Thursday, August 9, 2018

Only in the Hamptons could you do ‘Shabbat on a Yacht’


Noah’s Ark has nothing on this vessel — a private yacht that will combine prayer and party for some 30 members of the Hamptons Jewish scene.
And yes, says Rabbi Berel Lerman, who’ll captain Saturday’s event at the Sag Harbor Cove Yacht Club, Shabbat on a Yacht is totally kosher. Earlier this week, the Orthodox rabbi blessed the boat and affixed a mezuzah (a box containing Hebrew scripture that’s meant to protect the home) to the vessel’s door frame.

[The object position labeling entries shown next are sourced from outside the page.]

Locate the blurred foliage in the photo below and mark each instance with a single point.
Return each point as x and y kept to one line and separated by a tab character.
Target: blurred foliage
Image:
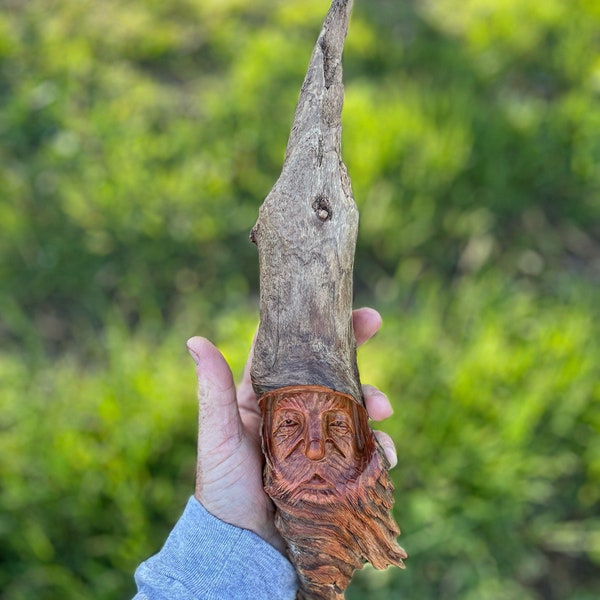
138	139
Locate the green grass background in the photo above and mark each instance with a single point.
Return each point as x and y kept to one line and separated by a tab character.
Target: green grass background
137	141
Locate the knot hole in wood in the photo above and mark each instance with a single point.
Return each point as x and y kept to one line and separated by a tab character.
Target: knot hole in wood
322	208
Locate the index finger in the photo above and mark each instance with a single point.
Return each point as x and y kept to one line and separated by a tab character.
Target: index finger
366	322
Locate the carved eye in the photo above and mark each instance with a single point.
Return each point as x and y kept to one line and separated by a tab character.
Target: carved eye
287	426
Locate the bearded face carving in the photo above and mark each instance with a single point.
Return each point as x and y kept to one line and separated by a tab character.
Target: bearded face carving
317	445
323	470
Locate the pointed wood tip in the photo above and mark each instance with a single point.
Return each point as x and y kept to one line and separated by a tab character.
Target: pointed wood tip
319	109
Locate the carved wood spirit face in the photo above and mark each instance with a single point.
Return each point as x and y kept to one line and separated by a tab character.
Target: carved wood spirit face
330	485
315	439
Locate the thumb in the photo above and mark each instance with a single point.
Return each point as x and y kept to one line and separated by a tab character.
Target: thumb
219	419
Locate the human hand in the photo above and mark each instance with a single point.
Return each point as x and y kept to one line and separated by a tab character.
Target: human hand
229	481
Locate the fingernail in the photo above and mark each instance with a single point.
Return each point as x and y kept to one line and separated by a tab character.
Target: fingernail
193	354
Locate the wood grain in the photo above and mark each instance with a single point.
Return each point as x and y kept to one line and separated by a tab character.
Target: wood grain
325	472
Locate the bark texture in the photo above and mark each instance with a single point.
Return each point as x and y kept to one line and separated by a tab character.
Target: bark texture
306	236
325	472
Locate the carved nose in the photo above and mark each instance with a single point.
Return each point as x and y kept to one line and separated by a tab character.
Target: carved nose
315	449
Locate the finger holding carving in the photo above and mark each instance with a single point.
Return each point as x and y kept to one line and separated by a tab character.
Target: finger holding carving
377	403
366	322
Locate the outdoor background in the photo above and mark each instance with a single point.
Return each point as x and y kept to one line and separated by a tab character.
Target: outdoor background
138	139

Not that the yacht is sailing anywhere, for that would violate the laws of the Sabbath. Nevertheless, those who didn’t miss the boat are kvelling.
“The kids can’t wait,” Upper West Sider Stephen Wald, 60, says of his children, ages 6 and 10. “They said, ‘OMG — we’re going on someone’s boat.’ I tell them, ‘It’s a big boat — you can call it a yacht.’ They’re really impressed.”

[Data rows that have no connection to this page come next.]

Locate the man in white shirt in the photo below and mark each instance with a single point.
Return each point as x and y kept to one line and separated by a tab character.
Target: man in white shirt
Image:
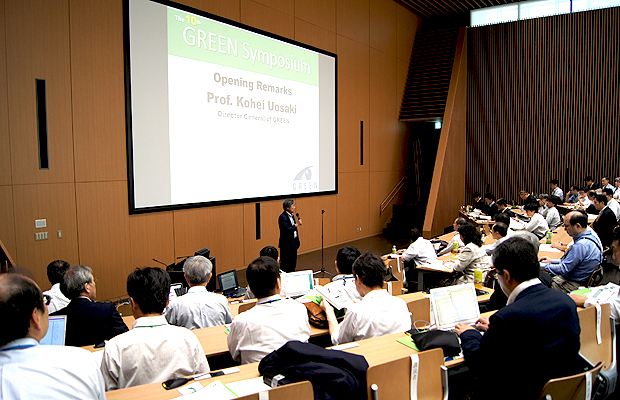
456	238
611	202
537	225
553	215
31	371
378	314
198	308
555	189
605	183
55	271
272	322
153	350
345	280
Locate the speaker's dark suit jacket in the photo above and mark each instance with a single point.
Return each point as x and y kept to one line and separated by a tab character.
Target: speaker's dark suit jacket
604	226
287	233
89	322
528	342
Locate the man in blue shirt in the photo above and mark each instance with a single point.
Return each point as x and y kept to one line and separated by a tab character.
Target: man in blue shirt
584	257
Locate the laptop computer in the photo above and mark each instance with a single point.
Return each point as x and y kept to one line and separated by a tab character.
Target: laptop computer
230	285
55	335
453	304
298	283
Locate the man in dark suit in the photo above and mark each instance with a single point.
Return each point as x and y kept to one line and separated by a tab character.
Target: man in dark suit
289	236
88	322
605	223
533	339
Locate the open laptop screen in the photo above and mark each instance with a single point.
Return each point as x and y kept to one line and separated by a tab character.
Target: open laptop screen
453	304
297	283
56	332
228	280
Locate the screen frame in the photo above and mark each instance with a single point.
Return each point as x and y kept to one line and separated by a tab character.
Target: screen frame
128	114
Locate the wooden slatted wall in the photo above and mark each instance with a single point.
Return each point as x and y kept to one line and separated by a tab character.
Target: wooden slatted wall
543	102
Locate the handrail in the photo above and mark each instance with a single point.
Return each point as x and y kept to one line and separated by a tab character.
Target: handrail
388	199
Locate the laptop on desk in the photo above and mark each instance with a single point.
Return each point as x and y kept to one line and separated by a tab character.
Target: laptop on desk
230	285
55	335
453	304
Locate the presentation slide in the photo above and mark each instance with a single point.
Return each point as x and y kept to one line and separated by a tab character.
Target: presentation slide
219	113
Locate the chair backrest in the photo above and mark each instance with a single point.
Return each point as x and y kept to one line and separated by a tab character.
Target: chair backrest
596	277
570	387
420	309
590	348
393	378
246	306
298	391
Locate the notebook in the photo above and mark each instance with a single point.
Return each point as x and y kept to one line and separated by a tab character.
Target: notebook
298	283
55	335
453	304
230	285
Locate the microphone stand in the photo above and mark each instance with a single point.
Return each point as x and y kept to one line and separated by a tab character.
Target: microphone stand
322	270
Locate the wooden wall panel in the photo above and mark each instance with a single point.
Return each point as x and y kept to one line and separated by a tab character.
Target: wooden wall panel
224	8
353	104
386	152
98	90
7	221
543	101
353	20
315	36
353	205
5	148
152	236
449	173
219	229
103	234
321	13
285	6
269	19
381	184
383	26
309	209
407	25
56	204
36	29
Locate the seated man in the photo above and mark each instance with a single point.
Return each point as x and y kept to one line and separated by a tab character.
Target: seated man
460	221
345	279
499	232
612	203
30	371
152	351
502	207
198	308
55	271
527	197
489	199
572	195
555	189
537	225
541	323
272	322
583	258
553	215
605	223
88	321
378	314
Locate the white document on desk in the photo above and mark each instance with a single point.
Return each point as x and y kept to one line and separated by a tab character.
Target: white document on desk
548	248
437	265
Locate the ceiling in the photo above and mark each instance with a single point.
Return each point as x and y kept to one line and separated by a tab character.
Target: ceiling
441	8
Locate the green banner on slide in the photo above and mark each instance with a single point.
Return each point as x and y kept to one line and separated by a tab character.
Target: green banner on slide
198	38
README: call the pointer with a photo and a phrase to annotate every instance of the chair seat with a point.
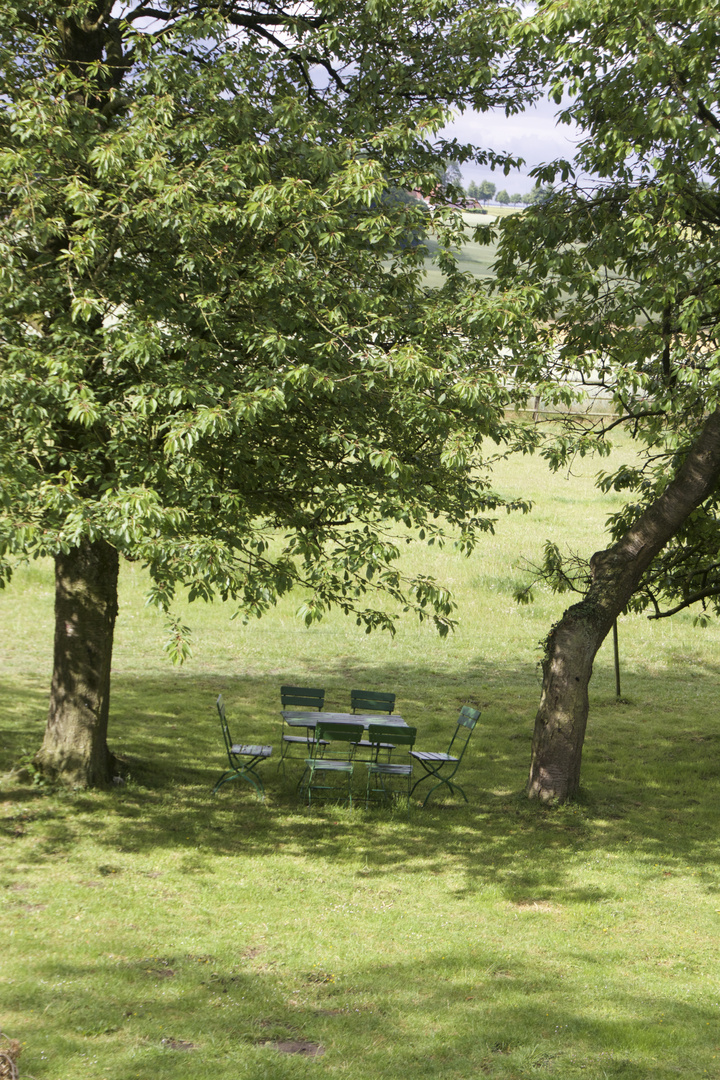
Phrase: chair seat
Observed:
(329, 766)
(248, 751)
(390, 770)
(426, 756)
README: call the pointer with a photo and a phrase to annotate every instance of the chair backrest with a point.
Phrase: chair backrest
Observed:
(302, 697)
(223, 725)
(336, 731)
(466, 721)
(371, 701)
(378, 733)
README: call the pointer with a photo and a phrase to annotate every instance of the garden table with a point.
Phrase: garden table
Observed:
(309, 719)
(306, 718)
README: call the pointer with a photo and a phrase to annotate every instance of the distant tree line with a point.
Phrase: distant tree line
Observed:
(486, 191)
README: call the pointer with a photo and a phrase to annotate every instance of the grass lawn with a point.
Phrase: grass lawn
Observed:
(474, 258)
(155, 931)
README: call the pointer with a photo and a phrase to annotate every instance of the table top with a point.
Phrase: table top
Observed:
(307, 718)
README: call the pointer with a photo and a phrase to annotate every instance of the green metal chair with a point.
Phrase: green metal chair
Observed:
(443, 767)
(241, 769)
(372, 701)
(299, 697)
(318, 769)
(380, 772)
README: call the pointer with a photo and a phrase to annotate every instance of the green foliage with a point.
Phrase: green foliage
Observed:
(217, 349)
(451, 925)
(623, 242)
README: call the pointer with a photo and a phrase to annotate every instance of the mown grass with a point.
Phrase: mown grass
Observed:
(494, 939)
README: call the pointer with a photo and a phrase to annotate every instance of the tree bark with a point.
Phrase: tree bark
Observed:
(75, 747)
(573, 642)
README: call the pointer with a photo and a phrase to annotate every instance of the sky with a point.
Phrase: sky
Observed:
(532, 135)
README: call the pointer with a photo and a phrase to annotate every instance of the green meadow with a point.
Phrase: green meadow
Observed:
(473, 257)
(155, 930)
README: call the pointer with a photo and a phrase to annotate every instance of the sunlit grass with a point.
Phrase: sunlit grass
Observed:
(491, 940)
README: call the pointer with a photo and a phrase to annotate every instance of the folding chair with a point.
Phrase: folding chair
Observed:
(299, 697)
(435, 764)
(372, 701)
(379, 772)
(240, 769)
(318, 768)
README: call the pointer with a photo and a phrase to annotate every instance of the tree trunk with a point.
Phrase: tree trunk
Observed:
(573, 642)
(75, 747)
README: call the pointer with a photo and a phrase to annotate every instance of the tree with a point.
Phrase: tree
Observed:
(450, 177)
(627, 264)
(218, 354)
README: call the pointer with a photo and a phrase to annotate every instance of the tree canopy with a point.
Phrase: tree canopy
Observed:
(624, 246)
(218, 353)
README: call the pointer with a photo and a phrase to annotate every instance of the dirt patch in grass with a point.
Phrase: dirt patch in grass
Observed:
(297, 1047)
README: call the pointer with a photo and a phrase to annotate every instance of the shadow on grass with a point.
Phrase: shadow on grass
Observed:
(458, 1014)
(643, 793)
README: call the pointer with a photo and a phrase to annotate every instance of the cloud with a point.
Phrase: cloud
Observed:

The Walds and other invited guests from Sag Harbor’s Center for Jewish Life — Chabad will celebrate the end of the Sabbath, known as Havdalah, and the start of the next week. Rituals include blessing the wine, lighting a candle and smelling sweet spices.
The congregation list is a virtual who’s who of movers and shakers, many with yachts of their own — and even Jill Zarin is impressed.

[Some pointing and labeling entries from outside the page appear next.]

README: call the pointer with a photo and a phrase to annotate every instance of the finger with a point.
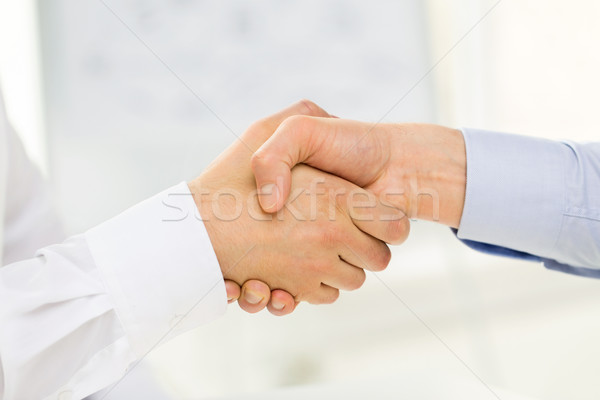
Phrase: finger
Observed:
(263, 129)
(350, 149)
(345, 276)
(324, 295)
(233, 291)
(376, 215)
(255, 296)
(302, 107)
(282, 303)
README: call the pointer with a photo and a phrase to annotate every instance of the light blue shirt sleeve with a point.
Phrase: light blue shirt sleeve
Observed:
(533, 198)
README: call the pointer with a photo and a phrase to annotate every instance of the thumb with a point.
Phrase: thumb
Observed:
(349, 149)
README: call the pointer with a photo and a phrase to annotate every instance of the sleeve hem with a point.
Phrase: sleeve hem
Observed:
(159, 267)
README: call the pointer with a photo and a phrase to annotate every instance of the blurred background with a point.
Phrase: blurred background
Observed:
(111, 100)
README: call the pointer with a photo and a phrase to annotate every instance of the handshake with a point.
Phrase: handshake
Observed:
(304, 202)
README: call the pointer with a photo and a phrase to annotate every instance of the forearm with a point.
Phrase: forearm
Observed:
(431, 164)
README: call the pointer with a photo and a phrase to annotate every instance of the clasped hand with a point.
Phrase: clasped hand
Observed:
(319, 231)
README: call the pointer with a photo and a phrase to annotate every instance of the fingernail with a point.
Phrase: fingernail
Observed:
(252, 297)
(269, 195)
(277, 305)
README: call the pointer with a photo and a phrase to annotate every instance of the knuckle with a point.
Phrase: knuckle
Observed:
(263, 158)
(328, 237)
(398, 230)
(385, 256)
(309, 107)
(331, 296)
(296, 123)
(358, 281)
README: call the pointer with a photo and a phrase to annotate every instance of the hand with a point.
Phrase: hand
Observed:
(311, 259)
(255, 295)
(418, 168)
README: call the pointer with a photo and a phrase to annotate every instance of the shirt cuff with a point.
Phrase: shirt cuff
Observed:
(515, 191)
(158, 265)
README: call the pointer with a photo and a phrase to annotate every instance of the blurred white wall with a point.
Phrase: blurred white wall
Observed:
(121, 126)
(20, 74)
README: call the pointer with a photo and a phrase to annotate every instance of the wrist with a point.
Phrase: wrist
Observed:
(436, 159)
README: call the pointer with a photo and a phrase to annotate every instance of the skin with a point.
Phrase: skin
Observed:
(309, 259)
(418, 168)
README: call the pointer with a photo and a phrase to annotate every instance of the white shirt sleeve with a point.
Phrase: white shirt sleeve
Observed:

“Not too many places would they have services on a yacht,” says the former “Real Housewife,” who won’t be at this ceremony. “When people are on the water, they’re looking for peace and solace, so what better physical place to pray than on the water on a yacht?”
The yacht’s owner, Jessica, agrees. She and her husband (who withheld their last name and his first name for privacy) offered the congregation their boat last year, and that inaugural Shabbat on a Yacht was such a hit, they decided to host it again.
“People said it was amazing,” says Jessica, a non-Orthodox Jew who wasn’t familiar with the Havdalah (Hebrew for “separation”) service until the rabbi explained it to her. “The whole idea … is to be spiritually elevated.”
Other members are less enthusiastic about adding water to worship.
“I’ve never been on a boat for any religious service,” says 57-year-old congregant Andrew Quentzel. “[But] I don’t think you need to be in a synagogue to pray or be in touch with God.”